Decoding Voyager 1 Telemetry with GNU Radio

Daniel Estévez often posts on his blog about advanced SDR and radio experiments he's worked on. In a recent post he describes how he decoded telemetry from the Voyager 1 spacecraft using GNU Radio. As Voyager 1 is so far away, and the signal so weak, a rather large scale 100 meter dish is required to receive Voyager 1. So he uses publicly available recorded data received by the Green Bank Telescope in 2015.

Using GNU Radio he first converts the telescope's data file discarding most of the 187.5 MHz recorded bandwidth, then decimates the signal allowing the very weak carrier and data subcarriers to be seen in the resulting high resolution FFT plot.
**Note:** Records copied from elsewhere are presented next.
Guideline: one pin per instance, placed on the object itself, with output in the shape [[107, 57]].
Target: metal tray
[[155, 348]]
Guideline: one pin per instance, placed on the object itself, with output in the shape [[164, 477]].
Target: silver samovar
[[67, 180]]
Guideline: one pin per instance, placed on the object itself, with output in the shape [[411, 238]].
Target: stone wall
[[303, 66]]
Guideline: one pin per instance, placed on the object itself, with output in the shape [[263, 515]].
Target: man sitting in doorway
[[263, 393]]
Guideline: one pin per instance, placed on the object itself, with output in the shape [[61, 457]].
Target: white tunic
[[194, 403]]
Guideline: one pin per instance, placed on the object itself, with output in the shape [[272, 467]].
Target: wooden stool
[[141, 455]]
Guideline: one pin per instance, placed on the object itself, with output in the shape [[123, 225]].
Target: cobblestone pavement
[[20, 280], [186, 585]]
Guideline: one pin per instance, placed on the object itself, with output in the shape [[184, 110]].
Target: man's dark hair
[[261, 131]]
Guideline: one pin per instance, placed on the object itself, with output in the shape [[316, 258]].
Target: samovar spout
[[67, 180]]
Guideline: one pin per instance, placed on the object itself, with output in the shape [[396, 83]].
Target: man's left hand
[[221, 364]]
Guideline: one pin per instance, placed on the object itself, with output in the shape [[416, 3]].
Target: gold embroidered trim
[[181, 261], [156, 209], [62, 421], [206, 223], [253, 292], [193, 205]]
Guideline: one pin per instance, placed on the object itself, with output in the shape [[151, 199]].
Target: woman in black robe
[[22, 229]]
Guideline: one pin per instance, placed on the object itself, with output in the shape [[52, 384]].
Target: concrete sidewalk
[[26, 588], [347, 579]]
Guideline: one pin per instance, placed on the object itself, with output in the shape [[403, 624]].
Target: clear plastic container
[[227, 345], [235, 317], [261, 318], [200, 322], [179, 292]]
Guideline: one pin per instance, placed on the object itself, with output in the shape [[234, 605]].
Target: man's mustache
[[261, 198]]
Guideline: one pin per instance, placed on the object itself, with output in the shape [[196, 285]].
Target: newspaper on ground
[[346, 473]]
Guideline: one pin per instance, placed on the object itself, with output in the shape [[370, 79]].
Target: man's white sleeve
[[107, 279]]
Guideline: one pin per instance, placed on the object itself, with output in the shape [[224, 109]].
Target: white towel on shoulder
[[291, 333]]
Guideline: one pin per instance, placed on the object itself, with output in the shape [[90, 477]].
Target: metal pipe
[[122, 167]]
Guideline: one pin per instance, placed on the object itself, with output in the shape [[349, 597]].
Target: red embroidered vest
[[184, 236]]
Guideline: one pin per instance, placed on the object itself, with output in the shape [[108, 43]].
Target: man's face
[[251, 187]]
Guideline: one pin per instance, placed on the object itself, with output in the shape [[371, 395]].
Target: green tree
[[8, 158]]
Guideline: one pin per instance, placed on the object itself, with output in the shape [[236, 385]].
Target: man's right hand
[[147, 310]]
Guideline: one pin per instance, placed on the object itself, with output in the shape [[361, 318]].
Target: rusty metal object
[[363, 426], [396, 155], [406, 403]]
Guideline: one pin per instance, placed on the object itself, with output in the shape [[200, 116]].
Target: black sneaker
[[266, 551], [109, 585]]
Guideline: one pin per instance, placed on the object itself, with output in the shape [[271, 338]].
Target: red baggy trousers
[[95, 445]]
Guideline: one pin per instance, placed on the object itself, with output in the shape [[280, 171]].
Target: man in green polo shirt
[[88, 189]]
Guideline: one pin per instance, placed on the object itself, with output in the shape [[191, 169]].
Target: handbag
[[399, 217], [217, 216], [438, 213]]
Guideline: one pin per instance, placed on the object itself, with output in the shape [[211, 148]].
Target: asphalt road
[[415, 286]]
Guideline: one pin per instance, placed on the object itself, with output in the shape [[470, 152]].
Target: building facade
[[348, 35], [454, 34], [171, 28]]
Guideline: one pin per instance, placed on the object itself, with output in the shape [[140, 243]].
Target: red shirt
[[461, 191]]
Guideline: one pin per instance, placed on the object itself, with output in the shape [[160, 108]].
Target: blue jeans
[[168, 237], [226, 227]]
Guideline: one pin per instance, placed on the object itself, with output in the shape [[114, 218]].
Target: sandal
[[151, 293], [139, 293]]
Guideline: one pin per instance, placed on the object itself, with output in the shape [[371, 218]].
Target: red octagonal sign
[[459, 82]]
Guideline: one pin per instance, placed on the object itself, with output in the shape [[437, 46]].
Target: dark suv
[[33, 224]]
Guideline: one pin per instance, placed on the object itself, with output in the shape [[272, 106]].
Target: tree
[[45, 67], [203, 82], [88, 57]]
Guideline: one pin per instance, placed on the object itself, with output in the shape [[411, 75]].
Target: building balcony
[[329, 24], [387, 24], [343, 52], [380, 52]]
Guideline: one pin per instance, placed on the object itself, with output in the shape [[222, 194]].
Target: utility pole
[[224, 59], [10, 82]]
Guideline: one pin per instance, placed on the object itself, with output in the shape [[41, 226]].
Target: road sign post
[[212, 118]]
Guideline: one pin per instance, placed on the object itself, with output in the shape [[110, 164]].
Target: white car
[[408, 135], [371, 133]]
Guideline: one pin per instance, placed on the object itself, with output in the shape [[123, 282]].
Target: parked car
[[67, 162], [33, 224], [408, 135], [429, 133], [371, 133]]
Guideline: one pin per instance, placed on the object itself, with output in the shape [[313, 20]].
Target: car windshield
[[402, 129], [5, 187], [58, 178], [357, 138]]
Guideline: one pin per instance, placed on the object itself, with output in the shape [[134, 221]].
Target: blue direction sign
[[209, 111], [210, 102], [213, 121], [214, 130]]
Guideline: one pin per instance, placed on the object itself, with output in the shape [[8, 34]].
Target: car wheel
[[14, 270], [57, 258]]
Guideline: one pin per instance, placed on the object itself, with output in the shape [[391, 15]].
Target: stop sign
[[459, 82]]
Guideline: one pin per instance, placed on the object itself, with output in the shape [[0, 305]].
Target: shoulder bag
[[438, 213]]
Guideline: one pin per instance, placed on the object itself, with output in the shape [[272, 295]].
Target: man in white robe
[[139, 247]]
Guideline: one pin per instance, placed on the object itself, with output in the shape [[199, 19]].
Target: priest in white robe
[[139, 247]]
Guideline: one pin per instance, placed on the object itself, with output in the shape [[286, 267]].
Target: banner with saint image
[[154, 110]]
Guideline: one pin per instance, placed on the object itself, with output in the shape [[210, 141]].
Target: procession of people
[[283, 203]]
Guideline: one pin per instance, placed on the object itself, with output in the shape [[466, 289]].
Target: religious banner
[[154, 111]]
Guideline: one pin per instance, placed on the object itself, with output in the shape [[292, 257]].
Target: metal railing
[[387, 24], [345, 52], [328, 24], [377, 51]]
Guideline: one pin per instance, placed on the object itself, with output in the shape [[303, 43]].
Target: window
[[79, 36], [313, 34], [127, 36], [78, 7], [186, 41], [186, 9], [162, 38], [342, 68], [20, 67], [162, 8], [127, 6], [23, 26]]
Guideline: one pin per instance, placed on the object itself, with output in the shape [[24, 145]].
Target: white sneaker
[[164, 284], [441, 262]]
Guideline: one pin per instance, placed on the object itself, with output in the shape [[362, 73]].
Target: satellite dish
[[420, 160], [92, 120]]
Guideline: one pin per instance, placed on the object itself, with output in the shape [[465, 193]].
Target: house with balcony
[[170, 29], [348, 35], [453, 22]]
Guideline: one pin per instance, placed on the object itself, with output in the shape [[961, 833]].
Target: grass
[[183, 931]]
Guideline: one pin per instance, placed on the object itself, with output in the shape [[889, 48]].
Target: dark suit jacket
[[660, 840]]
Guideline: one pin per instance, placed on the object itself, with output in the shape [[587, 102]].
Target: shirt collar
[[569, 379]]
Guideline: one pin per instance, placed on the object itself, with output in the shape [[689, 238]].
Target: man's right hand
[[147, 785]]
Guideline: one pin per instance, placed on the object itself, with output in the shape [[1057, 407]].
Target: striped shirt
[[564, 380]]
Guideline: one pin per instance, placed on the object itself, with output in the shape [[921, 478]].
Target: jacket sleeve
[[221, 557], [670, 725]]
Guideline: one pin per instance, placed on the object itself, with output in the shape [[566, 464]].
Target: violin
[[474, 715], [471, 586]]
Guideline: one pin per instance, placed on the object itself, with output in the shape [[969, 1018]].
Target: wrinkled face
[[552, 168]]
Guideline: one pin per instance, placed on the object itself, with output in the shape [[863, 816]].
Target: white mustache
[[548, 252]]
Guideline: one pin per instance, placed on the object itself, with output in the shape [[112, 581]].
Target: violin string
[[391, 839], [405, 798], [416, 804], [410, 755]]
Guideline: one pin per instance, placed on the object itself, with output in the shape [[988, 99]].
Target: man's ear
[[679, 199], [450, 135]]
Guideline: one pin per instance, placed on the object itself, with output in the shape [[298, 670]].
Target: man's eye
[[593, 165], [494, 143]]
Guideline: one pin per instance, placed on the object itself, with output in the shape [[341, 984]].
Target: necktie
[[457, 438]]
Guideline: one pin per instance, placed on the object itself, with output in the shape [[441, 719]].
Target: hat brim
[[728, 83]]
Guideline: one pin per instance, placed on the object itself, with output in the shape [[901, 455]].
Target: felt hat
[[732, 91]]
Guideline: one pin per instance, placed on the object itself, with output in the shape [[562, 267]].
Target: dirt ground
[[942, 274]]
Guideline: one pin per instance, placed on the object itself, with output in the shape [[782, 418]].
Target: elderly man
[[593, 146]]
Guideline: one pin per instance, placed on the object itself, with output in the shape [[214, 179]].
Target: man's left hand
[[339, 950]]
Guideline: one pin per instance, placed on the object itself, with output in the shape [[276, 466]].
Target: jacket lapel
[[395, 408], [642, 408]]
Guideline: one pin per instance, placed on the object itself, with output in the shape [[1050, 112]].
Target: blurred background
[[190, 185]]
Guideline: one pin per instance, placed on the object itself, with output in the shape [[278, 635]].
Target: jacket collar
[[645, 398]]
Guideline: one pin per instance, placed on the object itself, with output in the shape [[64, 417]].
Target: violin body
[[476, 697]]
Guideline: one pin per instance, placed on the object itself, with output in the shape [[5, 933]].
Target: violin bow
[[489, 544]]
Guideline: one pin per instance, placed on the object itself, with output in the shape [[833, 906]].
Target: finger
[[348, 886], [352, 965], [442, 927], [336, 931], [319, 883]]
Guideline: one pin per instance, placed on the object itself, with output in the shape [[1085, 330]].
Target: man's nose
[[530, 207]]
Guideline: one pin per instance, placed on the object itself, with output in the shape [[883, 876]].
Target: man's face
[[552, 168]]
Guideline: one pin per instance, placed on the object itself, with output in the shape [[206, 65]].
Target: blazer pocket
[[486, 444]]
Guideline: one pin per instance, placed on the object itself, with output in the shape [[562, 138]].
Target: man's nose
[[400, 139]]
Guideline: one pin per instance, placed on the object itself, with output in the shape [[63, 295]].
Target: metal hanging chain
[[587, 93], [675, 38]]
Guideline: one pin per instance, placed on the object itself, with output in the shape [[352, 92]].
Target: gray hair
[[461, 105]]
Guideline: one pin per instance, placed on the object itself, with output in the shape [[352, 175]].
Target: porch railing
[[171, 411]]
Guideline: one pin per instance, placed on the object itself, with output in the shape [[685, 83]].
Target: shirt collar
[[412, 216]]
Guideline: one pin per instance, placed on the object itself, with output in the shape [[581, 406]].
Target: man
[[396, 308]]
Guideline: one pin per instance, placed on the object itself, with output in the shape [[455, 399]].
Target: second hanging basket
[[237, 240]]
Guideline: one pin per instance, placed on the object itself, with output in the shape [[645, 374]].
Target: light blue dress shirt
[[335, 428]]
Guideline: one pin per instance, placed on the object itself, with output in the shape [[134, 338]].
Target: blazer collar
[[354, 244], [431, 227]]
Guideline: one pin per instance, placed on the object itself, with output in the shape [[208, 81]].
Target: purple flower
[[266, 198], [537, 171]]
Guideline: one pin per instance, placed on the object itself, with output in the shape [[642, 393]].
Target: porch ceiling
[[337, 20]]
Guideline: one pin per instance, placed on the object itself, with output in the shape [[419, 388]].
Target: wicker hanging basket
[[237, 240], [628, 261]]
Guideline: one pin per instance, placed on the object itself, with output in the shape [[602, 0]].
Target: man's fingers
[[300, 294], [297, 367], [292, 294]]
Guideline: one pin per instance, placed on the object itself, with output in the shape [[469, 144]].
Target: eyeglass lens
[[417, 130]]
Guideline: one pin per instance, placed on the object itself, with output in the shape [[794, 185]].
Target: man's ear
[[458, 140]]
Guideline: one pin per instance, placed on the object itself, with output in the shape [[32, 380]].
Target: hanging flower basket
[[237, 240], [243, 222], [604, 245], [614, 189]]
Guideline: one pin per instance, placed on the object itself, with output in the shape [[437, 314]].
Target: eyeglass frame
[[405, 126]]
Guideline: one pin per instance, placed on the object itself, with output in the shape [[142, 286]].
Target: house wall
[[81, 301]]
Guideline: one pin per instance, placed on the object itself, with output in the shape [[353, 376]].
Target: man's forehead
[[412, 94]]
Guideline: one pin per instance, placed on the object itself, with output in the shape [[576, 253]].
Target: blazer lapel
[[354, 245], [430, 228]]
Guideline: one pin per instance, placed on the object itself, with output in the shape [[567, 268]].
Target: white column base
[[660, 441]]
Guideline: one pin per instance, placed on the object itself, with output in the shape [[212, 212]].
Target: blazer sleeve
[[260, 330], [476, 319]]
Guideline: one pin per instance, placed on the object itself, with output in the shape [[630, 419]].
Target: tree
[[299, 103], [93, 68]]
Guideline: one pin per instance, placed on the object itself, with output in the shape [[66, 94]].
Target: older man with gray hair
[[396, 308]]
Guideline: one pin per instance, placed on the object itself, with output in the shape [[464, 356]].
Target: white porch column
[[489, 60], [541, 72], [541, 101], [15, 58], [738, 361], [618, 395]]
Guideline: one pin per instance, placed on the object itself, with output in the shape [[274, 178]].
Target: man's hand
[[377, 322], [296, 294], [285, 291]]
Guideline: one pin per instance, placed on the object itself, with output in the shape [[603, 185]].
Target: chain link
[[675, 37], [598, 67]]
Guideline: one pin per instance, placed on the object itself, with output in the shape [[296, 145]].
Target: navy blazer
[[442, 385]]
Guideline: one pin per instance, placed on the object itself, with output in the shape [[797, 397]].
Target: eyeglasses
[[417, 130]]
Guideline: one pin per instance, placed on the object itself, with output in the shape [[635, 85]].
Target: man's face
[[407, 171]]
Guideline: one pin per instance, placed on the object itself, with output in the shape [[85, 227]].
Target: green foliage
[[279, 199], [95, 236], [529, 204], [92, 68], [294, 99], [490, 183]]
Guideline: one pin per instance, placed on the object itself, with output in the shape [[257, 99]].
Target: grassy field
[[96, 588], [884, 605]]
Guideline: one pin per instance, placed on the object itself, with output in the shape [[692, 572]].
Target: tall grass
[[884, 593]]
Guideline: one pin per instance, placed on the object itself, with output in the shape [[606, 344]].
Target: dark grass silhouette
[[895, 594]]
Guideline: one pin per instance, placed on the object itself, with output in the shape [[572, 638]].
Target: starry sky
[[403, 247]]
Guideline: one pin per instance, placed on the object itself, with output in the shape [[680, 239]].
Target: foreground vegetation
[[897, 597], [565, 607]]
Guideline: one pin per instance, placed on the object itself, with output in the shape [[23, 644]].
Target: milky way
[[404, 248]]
Daniel notes how most of the power is spent in the carrier, allowing ground stations to more easily detect the signal and at least measure doppler to determine the spacecrafts trajectory. The rest of the post explains how the carrier is tracked, how to correct for doppler and phase shifts, how to demodulate the data, apply error correction, and finally decode the data packet.

While not something we can easily listen to directly, it is amazing that we can all be NASA engineers right at home with GNU Radio and tutorials like this.

Voyager 1's Spectrum. Strong carrier in the middle, and two data subcarriers.